I HAVE a confession to make. I am already a Darvish devotee of many years standing.
But it’s just too darn good to keep a secret any longer.
This charming little eaterie on Roundhay Road - which calls itself a ‘tea house’ but offers so much more - wears its Persian heart on its sleeve, and on every inch of wall inside the small restaurant, which is covered with art and artefacts celebrating a proud many-millenia-old culture.
A small family enterprise, it’s been quietly doing its thing for almost a decade now.
I first visited in 2007, and have enjoyed several meals there since.
On this occasion, I took along a dining partner who was unacquainted with the simple joys of Iranian cuisine.
The food is certainly not for those used to ‘light dining’.

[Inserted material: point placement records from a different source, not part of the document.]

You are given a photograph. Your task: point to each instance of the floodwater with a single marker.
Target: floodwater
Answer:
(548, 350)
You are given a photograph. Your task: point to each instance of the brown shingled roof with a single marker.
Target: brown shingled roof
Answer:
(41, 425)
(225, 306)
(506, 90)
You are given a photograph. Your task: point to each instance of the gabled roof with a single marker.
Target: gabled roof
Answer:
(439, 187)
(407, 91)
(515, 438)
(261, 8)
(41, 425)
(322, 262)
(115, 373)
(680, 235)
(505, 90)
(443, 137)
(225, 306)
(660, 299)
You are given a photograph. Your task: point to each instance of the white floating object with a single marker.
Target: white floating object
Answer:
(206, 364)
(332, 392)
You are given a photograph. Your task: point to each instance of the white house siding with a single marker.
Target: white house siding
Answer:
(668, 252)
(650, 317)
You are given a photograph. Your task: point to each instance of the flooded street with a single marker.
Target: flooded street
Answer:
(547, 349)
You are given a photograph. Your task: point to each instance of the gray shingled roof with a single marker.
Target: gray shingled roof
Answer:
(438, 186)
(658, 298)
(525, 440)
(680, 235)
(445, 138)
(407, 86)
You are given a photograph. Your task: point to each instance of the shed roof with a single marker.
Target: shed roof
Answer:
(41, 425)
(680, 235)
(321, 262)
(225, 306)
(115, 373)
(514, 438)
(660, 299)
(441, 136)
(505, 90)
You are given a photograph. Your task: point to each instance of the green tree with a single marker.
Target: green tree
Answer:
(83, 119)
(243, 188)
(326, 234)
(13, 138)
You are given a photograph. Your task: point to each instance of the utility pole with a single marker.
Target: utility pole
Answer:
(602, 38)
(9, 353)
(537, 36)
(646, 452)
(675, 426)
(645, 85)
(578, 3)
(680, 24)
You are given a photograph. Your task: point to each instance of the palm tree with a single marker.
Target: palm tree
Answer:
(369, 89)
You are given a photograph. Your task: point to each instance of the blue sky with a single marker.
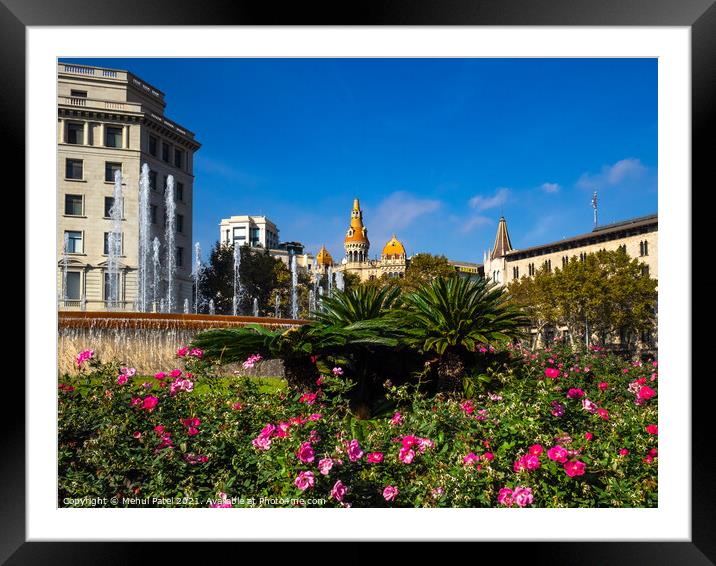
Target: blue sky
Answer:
(434, 148)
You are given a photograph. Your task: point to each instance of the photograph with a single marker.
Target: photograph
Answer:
(357, 282)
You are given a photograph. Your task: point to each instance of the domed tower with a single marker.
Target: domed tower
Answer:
(324, 259)
(356, 242)
(393, 249)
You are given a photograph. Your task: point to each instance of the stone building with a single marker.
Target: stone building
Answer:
(111, 120)
(393, 260)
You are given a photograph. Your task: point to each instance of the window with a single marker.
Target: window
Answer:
(113, 136)
(75, 133)
(73, 286)
(74, 242)
(73, 205)
(108, 204)
(110, 169)
(73, 169)
(117, 280)
(106, 243)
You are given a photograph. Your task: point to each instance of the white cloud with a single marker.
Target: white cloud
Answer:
(611, 175)
(480, 202)
(400, 209)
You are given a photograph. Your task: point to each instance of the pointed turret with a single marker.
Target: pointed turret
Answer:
(502, 240)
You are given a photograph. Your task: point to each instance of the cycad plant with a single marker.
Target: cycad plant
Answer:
(450, 318)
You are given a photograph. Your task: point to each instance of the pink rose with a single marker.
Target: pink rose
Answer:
(574, 468)
(390, 493)
(339, 491)
(304, 481)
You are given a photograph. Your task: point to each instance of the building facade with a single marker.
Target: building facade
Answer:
(393, 260)
(111, 120)
(639, 237)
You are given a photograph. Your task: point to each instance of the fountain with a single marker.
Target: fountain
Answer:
(144, 228)
(169, 241)
(294, 287)
(156, 269)
(237, 278)
(65, 261)
(114, 243)
(197, 267)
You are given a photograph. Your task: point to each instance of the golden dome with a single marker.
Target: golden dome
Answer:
(357, 233)
(393, 249)
(323, 257)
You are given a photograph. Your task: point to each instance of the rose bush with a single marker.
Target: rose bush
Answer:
(188, 437)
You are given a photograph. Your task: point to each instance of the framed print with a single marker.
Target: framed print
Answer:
(171, 250)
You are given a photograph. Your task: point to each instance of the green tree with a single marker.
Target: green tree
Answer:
(424, 268)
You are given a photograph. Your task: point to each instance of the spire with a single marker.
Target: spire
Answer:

Heavy on grilled meats and flavoursome pates, pickles and salads, the menu - like the restaurant and its owners - has nothing pretentious about it.
In fact, by the way our menus were falling apart at the seams, it was obvious the offer at Darvish hasn’t changed since it started.
But then, why change a good thing?
Little Oliver popped in for an early-bird dinner on a midweek and found the small restaurant buzzing with a single large group who were there to celebrate a child’s birthday and were clearly loving it. During our short stop-off, another small group came in and asked for their ‘usual’, with the waiter smiling and nodding his head. Darvish is clearly a place that people love to visit again and again.
As this was an express visit, we asked if the food could be brought out as quick as possible and were not disappointed with the speedy service.
To start with, we opted to share the Mirza Ghasemi (£3.50). This vegetarian pate, made of mashed grilled aubergine, tomatoes garlic and spices, had real depth. Served with hot, fresh, crispy naan bread straight from the restaurant’s own clay oven, this was incredibly moreish,
As this was not my first visit, I deliberately went for something I’d not tried before for my main. As I was after a light meal - as light as possible in Persian terms - fish seemed a good option, although there’s not much of it on the menu. So I went for the Sabzi Polo Ba Mai (£8.50), which was advertised as salmon or sea bass served with herby rice. Unfortunately neither fish was available, but rainbow trout was offered instead. I have to say the dish was outstanding. The pan-fried trout was perfectly cooked and the fish just fell away from the bone. The accompanying herby rice, loaded with fresh dill and with every grain fluffy and beautifully cooked, was a stunning accompaniment. A real joy to eat.
My companion opted for a Chello Kebab Makhsoos (£8) a skewer of chicken fillet and a skewer of lamb kebab, served together with grilled tomatoes and saffron rice. The meat was very well cooked, the lamb slightly better so than the chicken, which was a tiny bit dry but still very tasty,
The service was impeccable and the food - at a total cost of just over £20 - an affordable and oft-repeatable treat.